Over the last few days I have been reflecting on the changes I have made over the last 4 months and what does in fact inspire me because my Mother asked me a simple yet loaded question the other night. She has been one of my greatest cheerleaders in this whole process, every pound I lose she notices, every blog post I write she comments, every mile I walk in preparation for my Avon walk she applauds, she truly is in her seemingly boundless support and pride in me inspiring! Knowing that my weight has been an issue for me for so many years she asked me, “What is different this time? Why do yo think you are able to be so successful now?” I answered that it was due in large part to Terr-bear, chase a toddler around all day and you will find if you aren’t in shape, then you best get into shape fast. Yet spending time with such a young, lovable and new little person seems to also bring everything into sharp focus. Potential is everywhere, everything is new, possibilities are endless and joy is pure and simple. The most mundane and pedestrian of tasks have the potential to be joyful and captivating. It is impossible to be around a child and not recognize how beautiful life can be. Additionally, nothing illustrates the swift passage of time like a toddler, over the course of a mere month they will go from crawling to walking, get teeth where before there were only gums, go from grunting to talking, seemingly grow inches before your eyes. You have a daily reminder of how quickly life moves. You have to seize the day. Before I would agonize over the fact that time was running out, my youth was slipping away, and it would have the reverse effect on me, it would paralyze me, fear would keep me in this viscous cycle. Now seeing Terr-Bear grow right before my eyes reminded what a beautiful gift life is and how I had an obligation to live the best life I could.

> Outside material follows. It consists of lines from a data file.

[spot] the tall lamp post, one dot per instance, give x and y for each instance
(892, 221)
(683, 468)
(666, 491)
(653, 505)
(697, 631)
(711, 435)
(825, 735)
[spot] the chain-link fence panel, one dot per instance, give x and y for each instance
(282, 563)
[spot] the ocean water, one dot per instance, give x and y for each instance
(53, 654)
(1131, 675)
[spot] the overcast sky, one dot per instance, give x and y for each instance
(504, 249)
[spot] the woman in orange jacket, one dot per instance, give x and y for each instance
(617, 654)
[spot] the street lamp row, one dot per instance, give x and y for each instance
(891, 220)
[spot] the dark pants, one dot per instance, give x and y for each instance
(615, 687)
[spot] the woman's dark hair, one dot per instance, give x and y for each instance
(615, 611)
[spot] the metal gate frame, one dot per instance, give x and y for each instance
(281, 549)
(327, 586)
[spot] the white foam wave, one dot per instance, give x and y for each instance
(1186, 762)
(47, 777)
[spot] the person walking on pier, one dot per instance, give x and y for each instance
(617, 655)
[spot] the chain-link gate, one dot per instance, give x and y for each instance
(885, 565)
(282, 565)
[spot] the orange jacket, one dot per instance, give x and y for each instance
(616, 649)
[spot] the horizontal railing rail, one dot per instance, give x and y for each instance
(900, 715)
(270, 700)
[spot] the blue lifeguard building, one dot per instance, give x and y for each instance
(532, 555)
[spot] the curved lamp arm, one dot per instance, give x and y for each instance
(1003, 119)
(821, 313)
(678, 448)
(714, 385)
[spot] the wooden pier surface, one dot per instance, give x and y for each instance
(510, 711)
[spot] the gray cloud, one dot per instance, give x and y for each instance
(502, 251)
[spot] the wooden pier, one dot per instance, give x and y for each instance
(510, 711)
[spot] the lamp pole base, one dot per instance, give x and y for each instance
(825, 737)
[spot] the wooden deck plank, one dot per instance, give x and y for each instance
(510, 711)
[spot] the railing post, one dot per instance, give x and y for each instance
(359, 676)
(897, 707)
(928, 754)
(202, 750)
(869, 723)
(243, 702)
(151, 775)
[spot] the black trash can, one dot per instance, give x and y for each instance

So, while at times the idea of being positive and finding inspiration every day makes the cynic in me cringe, I am finding I am actively looking for it and in fact need it to keep me focused. Negative thoughts creep in, losing direction is easy. The road is long and it is littered with self sabotage, I need inspiration to keep going. Being able to log on to the computer and see my friend Lynn has emailed me a link to an author she thinks would resonate with me, seeing my cousin’s link to Ben’s story, my besty Missy congratulating me for walking 3 miles the other day, a grade school friend emailing me to tell me she enjoys the blog, or seeing the generosity of friends and family who have donated to my Avon walk, they light a fire under me, they remind me that I’m not alone, and life can be rewarding. We want people to succeed, we want to succeed ourselves, so when we see someone else making big changes, we are reminded of our own limitless potential. Everyone is looking for inspiration and they are willing to support it, though words, through actions, even through donations. Thank you all for inspiring me, hopefully you found Ben's story as inspiring as I did, and I hope you have endless sources of inspiration in your lives!